March 13, 2024  22:28

A team of scientists from the University of Southern Denmark (SDU) has developed a unique origami-style snake robot capable of rectilinear locomotion and made from an innovative composite material based on ultra-high molecular weight polyethylene. This robot opens up new possibilities for search and rescue operations and exploration of inaccessible areas on Earth and other planets.

When most people imagine a snake crawling on the ground, they likely picture it winding in an "S" shape. In reality, this form of movement, known as serpentine locomotion, is just one of four that snakes typically use. The robot, developed by a team of Danish scientists led by doctoral student Burcu Seyidoğlu and Professor Ahmad Rafsanjani, moves using rectilinear locomotion, a method employed by snakes to navigate narrow spaces where more traditional modes of movement are not feasible.

Rectilinear locomotion does not involve the twisting of the body but instead entails the sequential contraction and relaxation of muscles, starting from the head and ending at the tail. Thanks to the flexibility of the skin on the ventral side of the body, this method allows for effective gripping of the surface and pulling the body forward.

The robot's design embodies this principle with its modular segments made from lightweight composite material based on ultra-high molecular weight polyethylene (UHMWPE) — the strongest synthetic fiber in the world. This material is laser-cut and folded like origami before being subjected to thermal pressing to form corrugated segments. 

The robot's forward motion is achieved through semi-permeable air pouches, also made from the same material and located at the bottom of each segment.

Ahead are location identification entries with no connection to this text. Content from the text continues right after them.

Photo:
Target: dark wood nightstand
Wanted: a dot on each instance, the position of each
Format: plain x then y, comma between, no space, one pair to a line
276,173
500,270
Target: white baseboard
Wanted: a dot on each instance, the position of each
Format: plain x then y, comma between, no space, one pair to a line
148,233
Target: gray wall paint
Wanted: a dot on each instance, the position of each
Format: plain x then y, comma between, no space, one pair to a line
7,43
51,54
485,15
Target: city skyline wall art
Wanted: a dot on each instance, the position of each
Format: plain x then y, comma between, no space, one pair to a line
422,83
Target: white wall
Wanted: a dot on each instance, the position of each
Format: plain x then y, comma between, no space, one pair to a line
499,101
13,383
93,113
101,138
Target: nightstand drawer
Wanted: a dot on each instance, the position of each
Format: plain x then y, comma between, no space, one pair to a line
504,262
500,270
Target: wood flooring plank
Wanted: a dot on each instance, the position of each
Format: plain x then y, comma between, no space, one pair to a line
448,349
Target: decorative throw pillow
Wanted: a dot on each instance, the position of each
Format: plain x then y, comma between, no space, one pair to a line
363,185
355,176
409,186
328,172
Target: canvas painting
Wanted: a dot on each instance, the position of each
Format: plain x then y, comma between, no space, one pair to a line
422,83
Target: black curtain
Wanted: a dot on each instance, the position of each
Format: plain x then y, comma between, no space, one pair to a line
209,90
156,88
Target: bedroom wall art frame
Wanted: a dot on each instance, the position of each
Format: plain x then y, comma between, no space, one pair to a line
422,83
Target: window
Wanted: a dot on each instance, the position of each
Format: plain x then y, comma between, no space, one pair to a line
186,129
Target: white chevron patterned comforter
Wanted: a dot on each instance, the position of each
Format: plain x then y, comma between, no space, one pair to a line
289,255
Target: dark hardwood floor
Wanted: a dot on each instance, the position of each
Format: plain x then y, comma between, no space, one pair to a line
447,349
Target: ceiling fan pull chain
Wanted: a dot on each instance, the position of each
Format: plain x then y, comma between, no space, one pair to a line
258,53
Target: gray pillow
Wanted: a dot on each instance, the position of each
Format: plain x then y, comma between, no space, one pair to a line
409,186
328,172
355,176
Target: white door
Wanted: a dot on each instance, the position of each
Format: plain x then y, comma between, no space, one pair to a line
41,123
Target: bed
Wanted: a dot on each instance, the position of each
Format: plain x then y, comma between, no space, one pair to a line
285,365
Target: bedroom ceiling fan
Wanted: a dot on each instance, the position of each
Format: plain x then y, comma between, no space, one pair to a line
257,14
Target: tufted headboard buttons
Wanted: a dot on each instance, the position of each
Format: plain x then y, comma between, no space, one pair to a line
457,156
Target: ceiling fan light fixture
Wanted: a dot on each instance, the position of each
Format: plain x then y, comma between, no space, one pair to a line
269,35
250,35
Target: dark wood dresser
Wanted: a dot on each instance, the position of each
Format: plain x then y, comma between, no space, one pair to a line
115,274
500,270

A silicone hose running along the inner part of the robot delivers pulses, inflating and deflating the air from these pouches, causing them to sequentially expand and contract. 

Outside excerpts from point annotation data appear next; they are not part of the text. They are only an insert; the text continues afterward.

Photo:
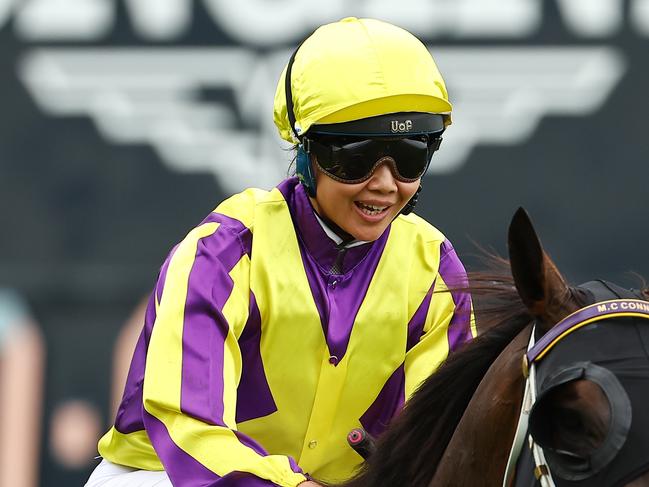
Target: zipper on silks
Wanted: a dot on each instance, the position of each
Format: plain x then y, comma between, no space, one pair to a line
337,268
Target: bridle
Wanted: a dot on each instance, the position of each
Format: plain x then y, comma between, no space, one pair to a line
626,307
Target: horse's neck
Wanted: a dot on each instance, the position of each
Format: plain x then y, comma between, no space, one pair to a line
478,451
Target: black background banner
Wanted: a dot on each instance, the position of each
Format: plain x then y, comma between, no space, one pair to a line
88,215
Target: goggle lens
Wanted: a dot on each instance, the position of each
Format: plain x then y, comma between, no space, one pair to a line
353,159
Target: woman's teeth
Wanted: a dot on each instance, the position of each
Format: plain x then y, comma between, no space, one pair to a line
371,209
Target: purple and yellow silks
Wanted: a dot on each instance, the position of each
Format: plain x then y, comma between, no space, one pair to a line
255,360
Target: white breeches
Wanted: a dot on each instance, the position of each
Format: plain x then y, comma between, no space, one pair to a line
109,474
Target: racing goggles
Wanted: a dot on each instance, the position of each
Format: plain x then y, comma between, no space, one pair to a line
353,159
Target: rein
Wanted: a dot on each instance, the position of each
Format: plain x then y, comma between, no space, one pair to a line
616,308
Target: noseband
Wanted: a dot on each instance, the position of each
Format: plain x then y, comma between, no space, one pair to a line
626,306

It is worth noting that this development offers several advantages over traditional snake robots: due to its lightweight, flexibility, and relatively inexpensive manufacturing, the robot can effectively penetrate hard-to-reach places while maintaining a straight body position. Currently, scientists are working on an autonomous version of the snake robot with an internal air pump, which is expected to increase its speed and maneuverability.